年末調整に必要な書類は、以下の通りです。

  • 給与所得者の扶養控除等(異動)申告書
  • 給与所得者の保険料控除申告書兼給与所得者の配偶者控除等申告書
  • 給与所得者の住宅借入金等特別控除申告書(住宅ローン控除を受ける場合)
  • 生命保険料控除証明書、地震保険料控除証明書、社会保険料控除証明書など、控除を受けるための証明書
  • 前職の源泉徴収票(中途採用の場合)

Q3:年末調整の時期は?

年末調整は、通常、12月に行われます。従業員から書類を回収し、計算を行い、源泉徴収票を作成します。1月には、従業員に源泉徴収票を交付し、税務署に法定調書を提出します。

Q4:年末調整を間違えた場合は?

年末調整を間違えた場合は、修正申告を行う必要があります。修正申告は、税務署に「所得税の更正の請求書」を提出することで行います。修正申告を行うことで、税金の過不足を調整することができます。

Q5:年末調整に関する相談はどこにすればいい?

年末調整に関する相談は、以下の窓口で行うことができます。

  • 税理士
  • 税務署
  • 税務相談室

まとめ

この記事では、自営業で経理を担当されている方が、従業員を初めて雇用した際に直面する年末調整に関する疑問について、具体的なQ&A形式で解説しました。

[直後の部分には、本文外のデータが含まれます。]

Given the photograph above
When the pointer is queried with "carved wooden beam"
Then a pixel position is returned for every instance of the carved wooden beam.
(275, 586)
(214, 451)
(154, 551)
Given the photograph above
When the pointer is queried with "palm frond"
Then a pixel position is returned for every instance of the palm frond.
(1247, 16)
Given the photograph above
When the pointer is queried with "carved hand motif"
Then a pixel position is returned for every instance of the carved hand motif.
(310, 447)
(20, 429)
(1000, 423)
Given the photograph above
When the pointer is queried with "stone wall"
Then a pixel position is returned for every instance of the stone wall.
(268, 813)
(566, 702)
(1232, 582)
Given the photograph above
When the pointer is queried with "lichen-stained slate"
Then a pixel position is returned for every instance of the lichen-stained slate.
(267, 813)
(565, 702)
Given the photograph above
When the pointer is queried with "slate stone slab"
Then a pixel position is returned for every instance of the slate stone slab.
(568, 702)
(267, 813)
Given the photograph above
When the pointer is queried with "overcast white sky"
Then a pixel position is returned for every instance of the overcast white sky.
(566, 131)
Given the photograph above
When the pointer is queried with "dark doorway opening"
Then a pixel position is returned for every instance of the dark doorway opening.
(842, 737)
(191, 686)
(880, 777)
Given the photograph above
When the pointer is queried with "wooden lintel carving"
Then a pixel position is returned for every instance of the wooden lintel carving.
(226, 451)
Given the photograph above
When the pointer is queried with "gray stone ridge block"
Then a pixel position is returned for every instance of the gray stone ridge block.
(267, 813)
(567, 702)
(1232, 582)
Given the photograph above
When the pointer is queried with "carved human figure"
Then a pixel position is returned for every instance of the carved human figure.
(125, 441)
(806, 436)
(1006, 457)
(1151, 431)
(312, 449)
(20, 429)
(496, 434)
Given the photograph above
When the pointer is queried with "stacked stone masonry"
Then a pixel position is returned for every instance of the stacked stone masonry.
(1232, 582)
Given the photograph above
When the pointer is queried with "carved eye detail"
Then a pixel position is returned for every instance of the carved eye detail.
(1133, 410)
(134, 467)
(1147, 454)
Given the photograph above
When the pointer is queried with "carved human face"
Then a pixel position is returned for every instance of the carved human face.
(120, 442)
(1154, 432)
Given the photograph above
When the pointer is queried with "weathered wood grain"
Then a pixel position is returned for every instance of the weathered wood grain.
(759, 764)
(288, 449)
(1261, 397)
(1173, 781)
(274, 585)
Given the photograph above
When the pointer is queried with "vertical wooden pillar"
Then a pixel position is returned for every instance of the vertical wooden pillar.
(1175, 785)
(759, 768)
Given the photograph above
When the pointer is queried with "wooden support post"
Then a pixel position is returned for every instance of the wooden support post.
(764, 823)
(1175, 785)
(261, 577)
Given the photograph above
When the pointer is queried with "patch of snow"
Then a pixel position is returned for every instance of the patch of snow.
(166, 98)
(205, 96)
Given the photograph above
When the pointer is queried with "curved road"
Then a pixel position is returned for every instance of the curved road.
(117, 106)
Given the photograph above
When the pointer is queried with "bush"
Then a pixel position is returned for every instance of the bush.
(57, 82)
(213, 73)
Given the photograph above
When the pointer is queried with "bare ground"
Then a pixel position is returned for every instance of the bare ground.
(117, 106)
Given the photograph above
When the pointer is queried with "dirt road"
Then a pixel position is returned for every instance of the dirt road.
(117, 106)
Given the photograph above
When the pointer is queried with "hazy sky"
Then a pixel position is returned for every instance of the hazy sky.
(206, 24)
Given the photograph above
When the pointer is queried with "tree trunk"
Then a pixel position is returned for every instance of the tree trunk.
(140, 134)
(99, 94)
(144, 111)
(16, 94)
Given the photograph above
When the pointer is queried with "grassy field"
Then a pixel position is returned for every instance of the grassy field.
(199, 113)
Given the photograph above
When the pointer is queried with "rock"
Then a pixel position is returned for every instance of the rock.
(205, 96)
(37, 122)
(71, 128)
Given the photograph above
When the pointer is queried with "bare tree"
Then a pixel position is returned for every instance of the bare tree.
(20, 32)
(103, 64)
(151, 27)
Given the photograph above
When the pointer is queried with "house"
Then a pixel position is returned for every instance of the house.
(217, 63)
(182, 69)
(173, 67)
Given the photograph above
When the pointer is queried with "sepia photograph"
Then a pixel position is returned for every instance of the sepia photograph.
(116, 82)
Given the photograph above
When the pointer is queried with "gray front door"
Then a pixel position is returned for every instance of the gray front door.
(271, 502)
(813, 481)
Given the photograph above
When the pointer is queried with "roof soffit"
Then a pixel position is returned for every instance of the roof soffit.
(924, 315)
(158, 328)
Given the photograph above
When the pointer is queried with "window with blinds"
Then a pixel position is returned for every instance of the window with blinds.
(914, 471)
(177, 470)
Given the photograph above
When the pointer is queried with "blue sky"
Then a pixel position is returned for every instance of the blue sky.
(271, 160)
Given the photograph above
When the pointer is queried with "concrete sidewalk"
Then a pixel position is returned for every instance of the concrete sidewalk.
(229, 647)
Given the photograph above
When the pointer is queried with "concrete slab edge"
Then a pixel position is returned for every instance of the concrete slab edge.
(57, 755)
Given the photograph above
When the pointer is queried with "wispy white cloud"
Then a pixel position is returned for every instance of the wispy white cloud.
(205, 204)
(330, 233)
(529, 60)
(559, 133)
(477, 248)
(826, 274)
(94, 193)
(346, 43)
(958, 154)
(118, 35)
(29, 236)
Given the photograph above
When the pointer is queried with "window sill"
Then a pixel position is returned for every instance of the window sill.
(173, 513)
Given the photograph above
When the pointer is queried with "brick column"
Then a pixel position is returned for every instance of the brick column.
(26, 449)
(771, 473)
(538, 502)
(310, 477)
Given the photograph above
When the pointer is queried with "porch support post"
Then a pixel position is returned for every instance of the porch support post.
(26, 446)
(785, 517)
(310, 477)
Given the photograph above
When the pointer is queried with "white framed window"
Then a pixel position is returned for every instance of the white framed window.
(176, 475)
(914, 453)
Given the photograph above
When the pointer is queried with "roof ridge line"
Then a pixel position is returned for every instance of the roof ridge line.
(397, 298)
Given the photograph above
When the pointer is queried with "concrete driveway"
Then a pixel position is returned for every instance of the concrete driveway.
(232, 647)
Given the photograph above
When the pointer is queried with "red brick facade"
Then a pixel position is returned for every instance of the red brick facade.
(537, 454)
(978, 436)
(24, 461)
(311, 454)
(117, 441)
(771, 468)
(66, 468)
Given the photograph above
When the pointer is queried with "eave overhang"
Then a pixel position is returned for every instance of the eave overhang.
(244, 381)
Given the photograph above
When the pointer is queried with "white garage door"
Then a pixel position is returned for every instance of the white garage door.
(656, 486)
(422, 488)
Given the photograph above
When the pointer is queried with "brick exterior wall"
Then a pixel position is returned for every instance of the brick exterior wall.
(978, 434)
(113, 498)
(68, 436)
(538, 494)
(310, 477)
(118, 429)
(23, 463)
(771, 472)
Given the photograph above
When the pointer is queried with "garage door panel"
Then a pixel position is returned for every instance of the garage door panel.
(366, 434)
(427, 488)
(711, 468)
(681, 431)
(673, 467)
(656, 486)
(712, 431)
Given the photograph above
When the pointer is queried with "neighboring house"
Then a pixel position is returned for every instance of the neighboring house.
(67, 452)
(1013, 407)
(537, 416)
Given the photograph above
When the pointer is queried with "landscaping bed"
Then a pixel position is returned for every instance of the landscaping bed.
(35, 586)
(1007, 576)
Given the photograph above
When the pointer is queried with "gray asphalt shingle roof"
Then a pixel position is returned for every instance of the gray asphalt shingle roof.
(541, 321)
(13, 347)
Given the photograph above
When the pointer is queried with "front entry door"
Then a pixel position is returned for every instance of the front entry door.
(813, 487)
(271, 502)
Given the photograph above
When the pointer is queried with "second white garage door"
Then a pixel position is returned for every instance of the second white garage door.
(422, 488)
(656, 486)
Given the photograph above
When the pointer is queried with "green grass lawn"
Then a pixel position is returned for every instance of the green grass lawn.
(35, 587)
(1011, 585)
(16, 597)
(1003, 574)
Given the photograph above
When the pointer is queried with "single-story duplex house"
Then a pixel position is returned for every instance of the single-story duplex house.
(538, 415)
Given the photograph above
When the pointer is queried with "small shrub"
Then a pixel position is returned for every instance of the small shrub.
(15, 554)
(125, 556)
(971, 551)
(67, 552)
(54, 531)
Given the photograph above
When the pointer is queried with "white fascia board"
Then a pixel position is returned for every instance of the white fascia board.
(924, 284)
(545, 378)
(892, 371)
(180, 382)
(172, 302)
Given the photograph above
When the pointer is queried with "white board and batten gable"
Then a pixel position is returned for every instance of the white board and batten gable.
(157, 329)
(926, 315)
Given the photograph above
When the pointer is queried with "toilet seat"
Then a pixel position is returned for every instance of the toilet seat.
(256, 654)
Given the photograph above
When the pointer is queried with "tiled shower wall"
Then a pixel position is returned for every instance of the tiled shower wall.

源泉徴収票の取り扱い、源泉徴収簿への記載方法、還付金の処理など、年末調整に必要な知識を網羅しています。この記事を参考に、スムーズに年末調整を進め、従業員の給与計算を正確に行いましょう。

年末調整は、複雑な事務処理を伴いますが、一つ一つ丁寧に理解し、対応することで、必ずできるようになります。この記事が、皆様の年末調整業務の一助となれば幸いです。